It took two long days of deliberations for a jury to reach a verdict finding Timothy Wisniewski guilty of criminally negligent homicide in the death of a 16-year-old in a freak boating crash on Ellicott Creek.
Wisniewski, 51, also was found guilty of two counts of operating a vessel while under the influence of alcohol, one count of endangering the welfare of a child and misdemeanor possession of marijuana. The maximum possible sentence for all counts is an indeterminate prison term of up to four years.
As the verdict was announced shortly after 4 p.m. Monday, Wisniewski sat quietly next to his attorney, Anthony Lana, and shook his head slightly. The defense had argued that the only person who should be considered criminally liable in the case was Gregory G. Green.
Wisniewski had allowed an intoxicated Green, then 17 years old, to pilot his small power boat on Ellicott Creek at about 6 a.m. on June 11, 2015. Green's girlfriend, Avery Gardner, was riding with the two men in the boat as it sped along the narrow waterway.
According to witnesses and other evidence at trial, Wisniewski was sitting in the front of the boat with Green when the craft approached a pedestrian bridge at Ellicott Creek Park, traveling at somewhere between 22 and 35 mph, depending on various estimates. Gardner was standing at the back of the boat and her head hit a steel beam of the bridge, shattering her skull.

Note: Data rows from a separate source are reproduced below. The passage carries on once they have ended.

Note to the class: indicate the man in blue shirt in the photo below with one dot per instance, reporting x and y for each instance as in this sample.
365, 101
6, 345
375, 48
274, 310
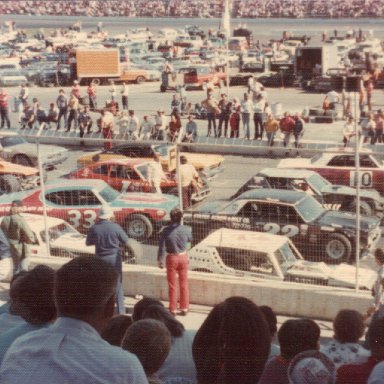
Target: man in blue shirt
174, 241
71, 350
108, 237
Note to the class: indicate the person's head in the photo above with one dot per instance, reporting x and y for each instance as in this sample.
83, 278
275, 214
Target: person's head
32, 295
150, 341
17, 206
115, 330
376, 338
85, 289
106, 213
348, 326
159, 312
233, 342
379, 256
183, 159
142, 305
176, 216
298, 335
311, 367
271, 319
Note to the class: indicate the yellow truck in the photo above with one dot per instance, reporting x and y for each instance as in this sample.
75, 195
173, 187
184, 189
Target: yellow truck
103, 65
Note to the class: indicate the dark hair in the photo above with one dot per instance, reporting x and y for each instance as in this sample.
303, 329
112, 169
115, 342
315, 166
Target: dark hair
142, 305
115, 330
348, 326
176, 215
233, 342
83, 286
270, 317
32, 295
379, 255
376, 335
158, 312
150, 341
297, 335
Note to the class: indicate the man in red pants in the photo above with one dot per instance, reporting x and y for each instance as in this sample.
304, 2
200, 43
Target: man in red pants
174, 241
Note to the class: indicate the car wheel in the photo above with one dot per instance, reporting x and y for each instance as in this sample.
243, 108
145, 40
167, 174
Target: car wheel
140, 79
365, 208
132, 252
9, 184
338, 248
138, 227
22, 160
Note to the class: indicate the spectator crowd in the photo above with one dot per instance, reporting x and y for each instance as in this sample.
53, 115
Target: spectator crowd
197, 8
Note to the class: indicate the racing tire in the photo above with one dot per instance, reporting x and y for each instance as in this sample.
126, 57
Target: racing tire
22, 160
132, 252
140, 79
365, 208
338, 249
138, 227
9, 184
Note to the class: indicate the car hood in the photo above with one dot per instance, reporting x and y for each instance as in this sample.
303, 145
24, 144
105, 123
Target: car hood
336, 219
345, 190
150, 200
73, 242
294, 163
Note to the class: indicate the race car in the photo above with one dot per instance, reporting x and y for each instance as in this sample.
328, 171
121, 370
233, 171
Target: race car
132, 175
79, 201
338, 166
208, 165
268, 256
66, 241
332, 196
319, 234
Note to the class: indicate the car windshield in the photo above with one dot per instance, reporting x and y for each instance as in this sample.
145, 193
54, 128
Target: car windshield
109, 194
315, 158
309, 209
12, 140
318, 182
58, 231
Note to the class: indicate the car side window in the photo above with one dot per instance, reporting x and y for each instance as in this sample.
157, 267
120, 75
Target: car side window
342, 161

Green, now 19, pleaded guilty in May to the higher charge of vehicular manslaughter in the second degree and criminally negligent homicide. Judge Sheila A. DiTullio could sentence Green to anything from probation to an indeterminate term of up to seven years in prison when he returns to court in December. She also can consider youthful offender status for him because of his age at the time of the incident.
Green was among the witnesses who testified for the prosecution over the course of two weeks, with interruptions for Election Day and court matters. Green was a friend of Wisniewski's son, also named Timothy, and he described spending the night of June 10 to June 11 drinking at the Wisniewskis' creekside house with Tim Jr., Avery and other friends. He estimated he had about 20 beers himself, and said his friend's father also was drinking.

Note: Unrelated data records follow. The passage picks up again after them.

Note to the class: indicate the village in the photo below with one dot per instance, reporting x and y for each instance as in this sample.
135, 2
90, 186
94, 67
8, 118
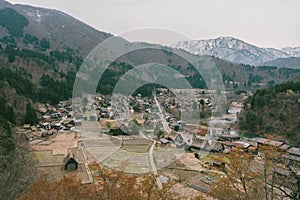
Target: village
149, 135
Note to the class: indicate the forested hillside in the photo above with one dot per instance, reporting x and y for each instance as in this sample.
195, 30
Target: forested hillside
275, 110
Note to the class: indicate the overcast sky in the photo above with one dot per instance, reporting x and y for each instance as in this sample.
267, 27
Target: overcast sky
266, 23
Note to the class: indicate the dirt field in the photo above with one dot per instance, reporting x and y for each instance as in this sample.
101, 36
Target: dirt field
59, 143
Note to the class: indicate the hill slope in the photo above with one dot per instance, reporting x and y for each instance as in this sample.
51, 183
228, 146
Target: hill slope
275, 110
58, 27
293, 62
235, 50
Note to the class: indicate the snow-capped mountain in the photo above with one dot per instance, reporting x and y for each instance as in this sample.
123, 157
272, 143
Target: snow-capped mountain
235, 50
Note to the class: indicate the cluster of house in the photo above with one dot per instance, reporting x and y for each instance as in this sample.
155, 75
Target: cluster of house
53, 119
226, 142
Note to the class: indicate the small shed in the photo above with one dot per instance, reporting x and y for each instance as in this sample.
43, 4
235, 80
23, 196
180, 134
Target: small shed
70, 163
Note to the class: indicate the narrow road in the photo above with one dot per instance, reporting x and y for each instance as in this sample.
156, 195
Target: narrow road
162, 117
152, 164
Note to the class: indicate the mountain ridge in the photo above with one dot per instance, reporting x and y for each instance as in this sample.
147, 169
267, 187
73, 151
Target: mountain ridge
236, 50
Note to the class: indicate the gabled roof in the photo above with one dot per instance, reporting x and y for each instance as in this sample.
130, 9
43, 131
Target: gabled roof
269, 142
199, 143
69, 156
295, 151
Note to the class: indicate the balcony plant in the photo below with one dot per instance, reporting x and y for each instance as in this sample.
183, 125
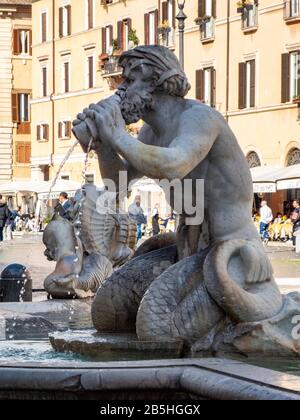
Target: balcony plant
164, 28
244, 5
296, 99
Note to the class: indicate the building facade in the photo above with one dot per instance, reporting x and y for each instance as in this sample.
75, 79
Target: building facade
242, 59
15, 90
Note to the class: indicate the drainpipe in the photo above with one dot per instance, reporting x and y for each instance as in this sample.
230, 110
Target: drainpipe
53, 84
228, 60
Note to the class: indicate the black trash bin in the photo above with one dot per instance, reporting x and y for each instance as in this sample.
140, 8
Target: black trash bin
15, 284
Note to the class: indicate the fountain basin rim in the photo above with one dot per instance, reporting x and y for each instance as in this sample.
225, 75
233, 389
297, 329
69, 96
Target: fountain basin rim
205, 378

Prosecutors said Wisniewski had a blood-alcohol content of 0.13 percent after the crash and also was under the influence of pills and marijuana. Green's BAC measured about 0.15.

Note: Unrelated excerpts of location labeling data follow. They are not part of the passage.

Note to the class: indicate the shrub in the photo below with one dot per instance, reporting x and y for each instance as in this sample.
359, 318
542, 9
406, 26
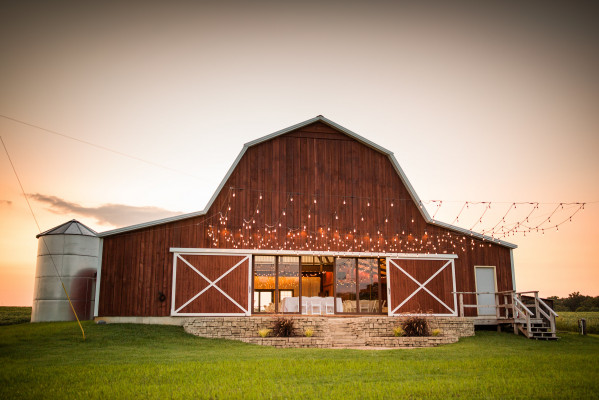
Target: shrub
283, 327
263, 332
415, 326
398, 331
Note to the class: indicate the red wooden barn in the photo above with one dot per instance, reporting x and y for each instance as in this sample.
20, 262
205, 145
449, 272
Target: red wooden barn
312, 219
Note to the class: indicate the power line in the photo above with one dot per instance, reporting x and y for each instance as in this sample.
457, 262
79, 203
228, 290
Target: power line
42, 237
98, 146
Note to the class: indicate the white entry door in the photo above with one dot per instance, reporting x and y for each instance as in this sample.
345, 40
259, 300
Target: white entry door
486, 284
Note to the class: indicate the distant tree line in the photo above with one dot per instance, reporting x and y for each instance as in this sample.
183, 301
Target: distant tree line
575, 302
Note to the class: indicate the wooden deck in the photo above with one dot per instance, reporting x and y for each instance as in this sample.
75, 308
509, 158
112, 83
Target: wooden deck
535, 319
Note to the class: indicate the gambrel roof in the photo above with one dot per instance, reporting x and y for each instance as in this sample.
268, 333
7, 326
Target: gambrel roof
341, 129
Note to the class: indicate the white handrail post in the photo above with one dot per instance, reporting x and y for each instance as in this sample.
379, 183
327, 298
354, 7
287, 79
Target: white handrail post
497, 308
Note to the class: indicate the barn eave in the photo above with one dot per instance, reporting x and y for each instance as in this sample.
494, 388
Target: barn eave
300, 125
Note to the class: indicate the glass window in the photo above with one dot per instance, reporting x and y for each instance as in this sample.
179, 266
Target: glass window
289, 284
368, 280
264, 284
346, 284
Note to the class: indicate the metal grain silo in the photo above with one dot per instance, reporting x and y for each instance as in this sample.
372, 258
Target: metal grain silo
71, 249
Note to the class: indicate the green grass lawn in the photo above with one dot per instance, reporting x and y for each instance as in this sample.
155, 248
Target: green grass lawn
568, 321
50, 360
14, 315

The defense and prosecutors gave different versions about whose idea it was to take the boat out on the creek at about 6 a.m. – Green said the defendant invited them out, the defense said Green "pestered" Wisniewski to take them – but all agreed on who the passengers were and that Green was driving.
Testimony on both sides showed that there was a pattern of reckless and statutorily illegal behavior at the Wisniewski household, which was described by Green and two other young witnesses as something of a haven for underage drinkers.
Wisniewski himself admitted as much to police in an interview the day after the incident, telling investigators that he preferred his son drink at home rather "than on the railroad tracks."
Green, who lives in North Tonawanda, testified there was more going on than that. He said that he and Wisniewski Jr. were marijuana dealers, a claim bolstered by Facebook postings brought forward by the defense. Green also admitted that he started using pot when he was about 13 years old, and smoked once or twice every day.
Wisniewski, who has been jailed since May with bail set at $20,000. He had been free on $10,000 bail since his arrest in February, but his daughter later withdrew the bail, citing ongoing family issues and allegations of hostile behavior by her father.
Green remains free until sentencing. He told the court he is now sober, working and receiving counseling.
Acting District Attorney Michael J. Flaherty Jr. credited the work of Town of Tonawanda police and Assistant District Attorney Kelley A. Omel, who prosecuted the unusual case.
"We're talking about the death of a 16-year-old, a death that never had to happen," Flaherty said. "This is a fair verdict, a just verdict. That girl never had a chance. This defendant allowed a drunk 17-year-old to drive a speeding power boat in a place normally used by kayaks and canoes."
"An ordinary person would never allow that to happen," Flaherty said.
He said the evidence met the requirements of the negligent homicide charge, which finds a person guilty if they cause the death of another by engaging in conduct that fails to perceive or ignores a risk that most people would be aware of.
DiTullio scheduled Wisniewski's sentencing for Jan. 17 and ordered him remanded without bail.